Deutsche Presse-Agentur
February 8, 2005, Tuesday
NEWS FEATURE: Armenian genocide row as Germany confronts Auschwitz
By Leon Mangasarian, dpa
Berlin
A row has erupted in Germany over alleged pressure by a Turkish
diplomat which caused removal of the Armenian genocide from school
curriculums just as Germany held high profile ceremonies marking the
Auschwitz death camp liberation anniversary last month. It all began
when Turkey’s Consul in Berlin, Aydin Durusay, raised the issue of
the 1915 Armenian massacres with leaders of Brandenburg – the only
one of Germany’s 16 federal states, which described the killings as
“genocide” in its school curriculum. Most European and U.S.
historians say up to 1.5 million Christian Armenians were killed by
Moslem Ottoman Turks during World War I and that this was a genocide.

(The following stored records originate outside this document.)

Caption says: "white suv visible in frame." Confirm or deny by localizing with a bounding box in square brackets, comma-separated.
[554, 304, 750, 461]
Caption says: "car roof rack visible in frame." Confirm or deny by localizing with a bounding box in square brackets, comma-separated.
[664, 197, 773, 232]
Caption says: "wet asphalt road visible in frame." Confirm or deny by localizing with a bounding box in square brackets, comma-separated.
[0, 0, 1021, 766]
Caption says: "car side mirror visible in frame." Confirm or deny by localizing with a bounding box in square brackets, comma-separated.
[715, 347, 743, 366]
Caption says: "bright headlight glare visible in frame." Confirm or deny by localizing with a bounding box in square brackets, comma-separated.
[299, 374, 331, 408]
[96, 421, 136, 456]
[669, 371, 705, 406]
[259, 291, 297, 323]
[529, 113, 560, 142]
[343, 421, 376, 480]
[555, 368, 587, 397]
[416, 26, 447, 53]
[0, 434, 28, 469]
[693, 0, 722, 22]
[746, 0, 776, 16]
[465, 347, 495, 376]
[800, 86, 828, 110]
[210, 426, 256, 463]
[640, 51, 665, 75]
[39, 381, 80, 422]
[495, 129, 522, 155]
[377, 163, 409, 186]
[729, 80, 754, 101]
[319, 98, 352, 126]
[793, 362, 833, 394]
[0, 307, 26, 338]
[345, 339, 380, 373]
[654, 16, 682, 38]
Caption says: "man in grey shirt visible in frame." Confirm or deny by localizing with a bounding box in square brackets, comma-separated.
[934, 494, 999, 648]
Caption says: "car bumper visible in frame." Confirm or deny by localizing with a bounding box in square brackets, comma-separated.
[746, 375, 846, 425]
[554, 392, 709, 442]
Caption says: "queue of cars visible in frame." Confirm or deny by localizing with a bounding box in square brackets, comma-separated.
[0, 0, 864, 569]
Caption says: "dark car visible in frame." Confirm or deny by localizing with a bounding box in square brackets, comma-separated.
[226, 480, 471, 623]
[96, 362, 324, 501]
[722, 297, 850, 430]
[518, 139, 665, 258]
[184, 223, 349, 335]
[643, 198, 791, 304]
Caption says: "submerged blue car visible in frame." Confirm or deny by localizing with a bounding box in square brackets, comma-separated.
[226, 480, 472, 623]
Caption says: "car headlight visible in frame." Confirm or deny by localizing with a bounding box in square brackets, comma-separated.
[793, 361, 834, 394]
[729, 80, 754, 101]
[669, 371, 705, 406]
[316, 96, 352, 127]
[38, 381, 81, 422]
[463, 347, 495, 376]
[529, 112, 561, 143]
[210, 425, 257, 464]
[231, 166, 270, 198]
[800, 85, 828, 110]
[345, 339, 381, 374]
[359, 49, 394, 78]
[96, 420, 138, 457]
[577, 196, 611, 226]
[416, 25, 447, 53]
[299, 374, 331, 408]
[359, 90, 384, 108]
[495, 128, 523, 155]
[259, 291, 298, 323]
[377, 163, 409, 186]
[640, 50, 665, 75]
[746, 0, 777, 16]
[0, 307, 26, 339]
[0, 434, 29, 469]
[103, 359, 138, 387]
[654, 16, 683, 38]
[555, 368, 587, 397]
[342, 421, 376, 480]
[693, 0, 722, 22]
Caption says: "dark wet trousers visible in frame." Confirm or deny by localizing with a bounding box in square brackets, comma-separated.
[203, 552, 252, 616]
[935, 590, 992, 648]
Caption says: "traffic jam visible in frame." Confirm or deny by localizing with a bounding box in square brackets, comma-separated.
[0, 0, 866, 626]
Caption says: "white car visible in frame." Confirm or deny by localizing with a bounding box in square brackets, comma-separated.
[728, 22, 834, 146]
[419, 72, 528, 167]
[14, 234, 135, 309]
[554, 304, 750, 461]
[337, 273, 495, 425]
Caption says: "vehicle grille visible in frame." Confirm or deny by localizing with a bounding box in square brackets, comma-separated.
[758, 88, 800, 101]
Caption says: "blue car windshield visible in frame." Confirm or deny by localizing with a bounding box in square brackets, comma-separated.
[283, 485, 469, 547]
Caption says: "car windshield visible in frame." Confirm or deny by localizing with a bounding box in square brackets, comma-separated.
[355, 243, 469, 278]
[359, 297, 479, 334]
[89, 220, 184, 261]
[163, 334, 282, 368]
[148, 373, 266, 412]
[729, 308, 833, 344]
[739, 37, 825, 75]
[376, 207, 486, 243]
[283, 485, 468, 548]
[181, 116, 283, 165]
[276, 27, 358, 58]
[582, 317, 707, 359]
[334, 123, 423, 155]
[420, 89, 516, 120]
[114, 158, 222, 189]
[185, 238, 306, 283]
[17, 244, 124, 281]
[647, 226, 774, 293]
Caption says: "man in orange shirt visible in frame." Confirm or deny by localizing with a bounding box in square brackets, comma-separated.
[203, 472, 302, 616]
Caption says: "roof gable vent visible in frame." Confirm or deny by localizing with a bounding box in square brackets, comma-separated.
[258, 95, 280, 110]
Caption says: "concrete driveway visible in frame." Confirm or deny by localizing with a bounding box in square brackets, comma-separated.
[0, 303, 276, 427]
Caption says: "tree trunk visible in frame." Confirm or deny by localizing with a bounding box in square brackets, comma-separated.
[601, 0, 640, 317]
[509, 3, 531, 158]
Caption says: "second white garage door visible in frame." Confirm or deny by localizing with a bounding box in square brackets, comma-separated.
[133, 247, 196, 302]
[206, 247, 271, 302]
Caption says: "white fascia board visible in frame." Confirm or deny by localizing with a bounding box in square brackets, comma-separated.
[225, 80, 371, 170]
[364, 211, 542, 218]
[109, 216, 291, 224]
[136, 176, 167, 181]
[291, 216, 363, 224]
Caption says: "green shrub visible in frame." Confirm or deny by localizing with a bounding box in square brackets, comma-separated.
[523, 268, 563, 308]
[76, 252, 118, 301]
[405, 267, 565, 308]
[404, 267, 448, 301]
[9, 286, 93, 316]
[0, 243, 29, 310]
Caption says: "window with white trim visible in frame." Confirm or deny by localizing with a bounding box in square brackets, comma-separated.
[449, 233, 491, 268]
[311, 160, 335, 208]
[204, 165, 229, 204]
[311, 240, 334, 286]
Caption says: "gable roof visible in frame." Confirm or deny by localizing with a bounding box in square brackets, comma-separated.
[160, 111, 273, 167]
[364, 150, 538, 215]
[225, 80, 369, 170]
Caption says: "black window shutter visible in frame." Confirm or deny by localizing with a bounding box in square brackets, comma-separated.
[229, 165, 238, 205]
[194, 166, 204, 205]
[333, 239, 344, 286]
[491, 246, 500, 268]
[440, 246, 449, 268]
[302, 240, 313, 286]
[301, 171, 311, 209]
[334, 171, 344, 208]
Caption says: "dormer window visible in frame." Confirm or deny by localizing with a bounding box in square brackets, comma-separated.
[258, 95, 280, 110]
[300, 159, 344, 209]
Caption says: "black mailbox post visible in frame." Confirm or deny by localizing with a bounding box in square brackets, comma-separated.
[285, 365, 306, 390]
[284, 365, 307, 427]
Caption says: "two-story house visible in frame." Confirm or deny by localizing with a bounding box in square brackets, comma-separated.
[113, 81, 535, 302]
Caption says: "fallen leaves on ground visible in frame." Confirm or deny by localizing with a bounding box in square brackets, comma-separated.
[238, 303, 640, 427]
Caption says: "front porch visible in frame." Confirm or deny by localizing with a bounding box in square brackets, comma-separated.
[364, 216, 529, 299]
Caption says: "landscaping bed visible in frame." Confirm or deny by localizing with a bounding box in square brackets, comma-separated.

Eight European Union (E.U.) parliaments including France and the
Netherlands – but not Germany – have passed resolutions declaring the
deaths genocide. Turkey, however, firmly rejects the genocide label
and has long insisted far fewer Armenians died or otherwise succumbed
during World War I. More recently it has moderated its tone somewhat
and said the matter should be cleared up by a historical commission.
Over lunch at Potsdam’s exclusive “Villa von Haacke” restaurant,
Brandenburg’s Prime Minister Matthias Platzeck and his education
minister swiftly agreed to Durusay’s request to eliminate references
on Armenians in history classes, said news magazine Der Spiegel.
“Naturally the whole thing came out and just in the week the
liberation of Auschwitz was being commemorated – Platzeck and his
education minister disgraced themselves,” said the Frankfurter
Allgemeine, Germany’s conservative paper of record. Education
Minister Holger Rupprecht, however, defended the decision.
Brandenburg officials say a reworked curriculum will list a series of
genocides as examples. “Mention (of the genocide) was taken out
because both the premier and myself regarded it as a mistake to only
name the Armenians as a single example for such an explosive theme as
genocide. Turkey naturally reacted allergically,” said Rupprecht in a
Potsdamer Neueste Nachrichten newspaper interview. But the
controversy swiftly took on an international angle with the angry
Armenian Ambassdor to Germany, Karine Kazinian, due to meet with
Platzeck later this week. A German Foreign Ministry spokeswoman,
Sabine Stoehr, declined to comment directly on the affair or on
whether the German government agreed that the 1915 killings of
Armenians amounted to a genocide. “Our view is that coming to terms
with the past is naturally very important but it’s an issue between
Armenia and Turkey,” said Stoehr. German Foreign Minister Joschka
Fischer visited Armenia last year and made a stop at Yerevan’s
genocide memorial. Stoehr said his only official comment at the
memorial had been: “Reconciliation is the basis for a common future.”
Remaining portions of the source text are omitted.